Anonymous Coward says:

Re: Re: Next time put a percentage of stock on the line

"NO, government should not own parts of business’s, for confirmation just look to the post office."

1) Create a mess
2) proclaim you have a plan
3) …
4) profit!!!
5) rinse repeat

The gop screwed up the us postal service on purpose – why? – idk, because they are idiots.

That One Guy (profile) says:

If it's a bad thing today it's still a bad thing tomorrow

That merger conditions come with a timer is what gets me every time. The very idea of a problem being serious enough to warrant specifically telling a company ‘you are not allowed to do this’ and yet after a set amount of time it magically becomes no big deal is beyond absurd, and shows just how toothless such conditions actually are and how the entire process is little more than a song and dance, made to look good but not actually hold back the companies involved in any meaningful way.

Anonymous Coward says:

Re: If it's a bad thing today it's still a bad thing tomorrow

stop complaining, those restrictions are the only thing keeping my internet cost at $80/month, with no real alternative other than Charter…

I for one am glad they can’t impose usage caps, but I’m sure as soon as the restrictions are removed, they will put theme in place claiming they are needed to ‘manage network congestion’… which will be an obvious lie as their network is working fine without them…

Anonymous Anonymous Coward (profile) says:

Oranges competing with squash for the best protein prize

The perspective missing from Charter’s erroneous statement of competition in video is that there are numerous silos out there, all of whom have select content.
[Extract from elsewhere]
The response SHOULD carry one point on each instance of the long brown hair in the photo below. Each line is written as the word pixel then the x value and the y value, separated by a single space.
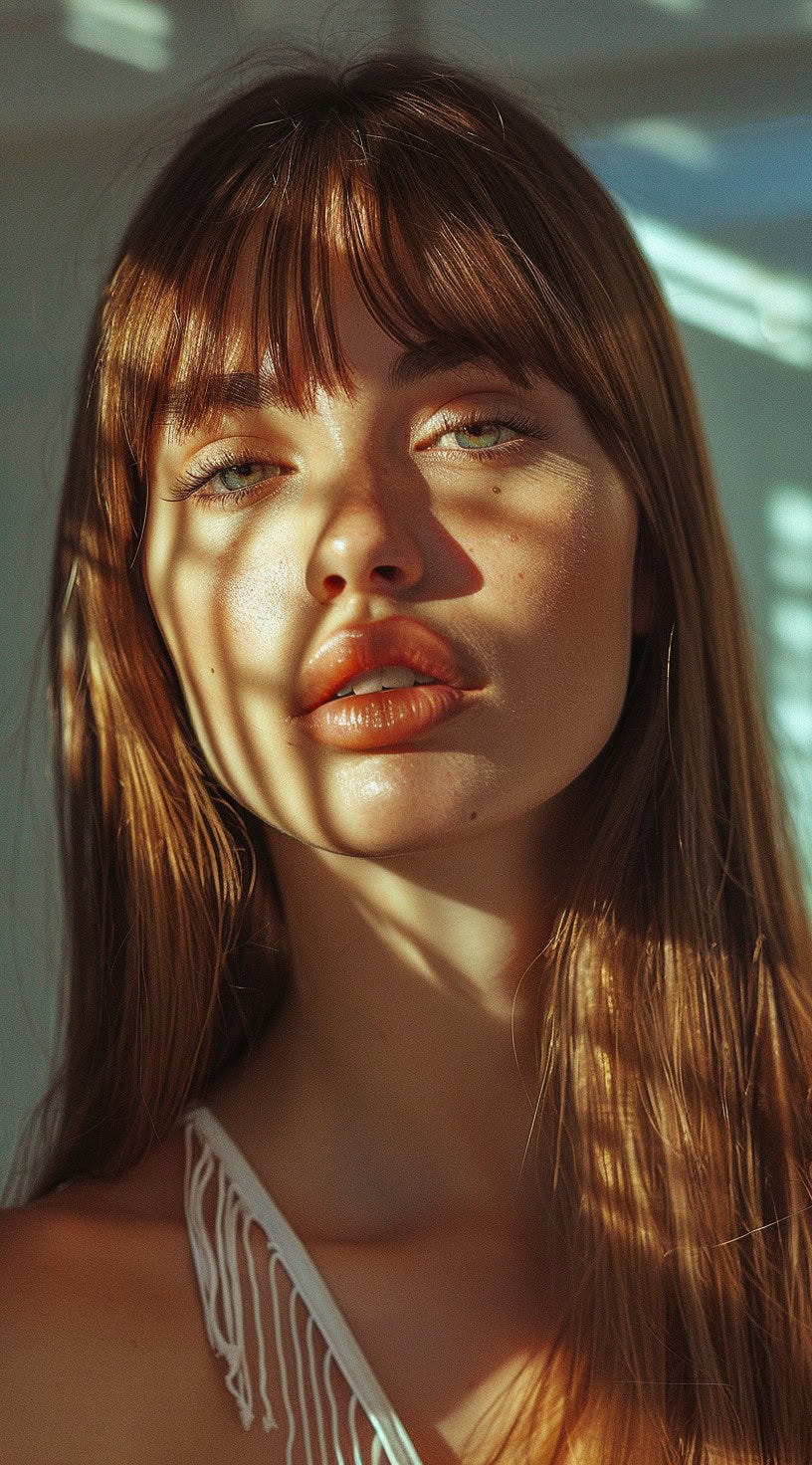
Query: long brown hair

So it isn’t the silos that are competing against each other, it is the content they contain, which means there isn’t any actual competition between providers, but their products. Now if that content was distributed between each of the silos, equally, then we would have a market for competition between silos.

Anonymous Coward says:

One can only wish...

Dear Charter Communications,

We are sorry to see you go, but we sympathize with the difficulties you express.

We feel compelled to remind you that significant penalties will apply for early termination of the contract. There will be the Early Termination fee, the Right of Way Return fee, Disconnection fee, … and of course the Business Divestment Oversight fee as your remaining business is separated from that of what was Time Warner Cable, with the latter being sold on the auction block. And, of course, Late Fees will accrue if any of the above fees are not paid on time.

All of which were spelled out in the merger contract you signed 4 years ago. As a courtesy, we have included a copy of the signed merger contract for your reference.

Sincerely,

The FCC

ABerCul says:

Running a Monopoly Without Being a Monopoly!

It should be illegal to FORCE consumers to pay high prices when it’s company is the ONLY option in the consumers area. I live on the east coast of NC and it’s not a small town but it is crowded from March to Nov. Spectrum is the ONLY broadband fibre-optic cable, internet, & telephone provider. PERIOD.. all others are all through Cell networks (great for calls/text most places, internet service is spotty in a lot of areas) or dial-up (slower than The Pitch Drop experiment). So my point is Spectrum may not be the only broadband fibre provider but they do run a monopoly without running a monopoly. Should be illegal to charge almost $200 a month cable tv, internet, telephone service. Which is why they also lose money. Cause I decided to reduce our bill by cutting out the cable tv part. Everything we like is on the internet to watch or rent cheap. So bill is $89 for the best internet they have (gaming gamers gotta game) and telephone service (btw telephone numbers that are through a cable provider do NOT work when the powers out, or if they are wireless, like they did when telephone was provided by a Telephone company like Bell. Don’t work when powers out because it uses electricity and telephone lines do not).

Just so sad that so many people are dying from hunger and suffering homelessness but these rich spend MILLONS on a painted piece of wood or canvas or so on (art), home after home, car after car, and indulge in their greed. They too will suffer!

Anyway it’s all pointless anyway because this will not be on my mind in the last moments of my life.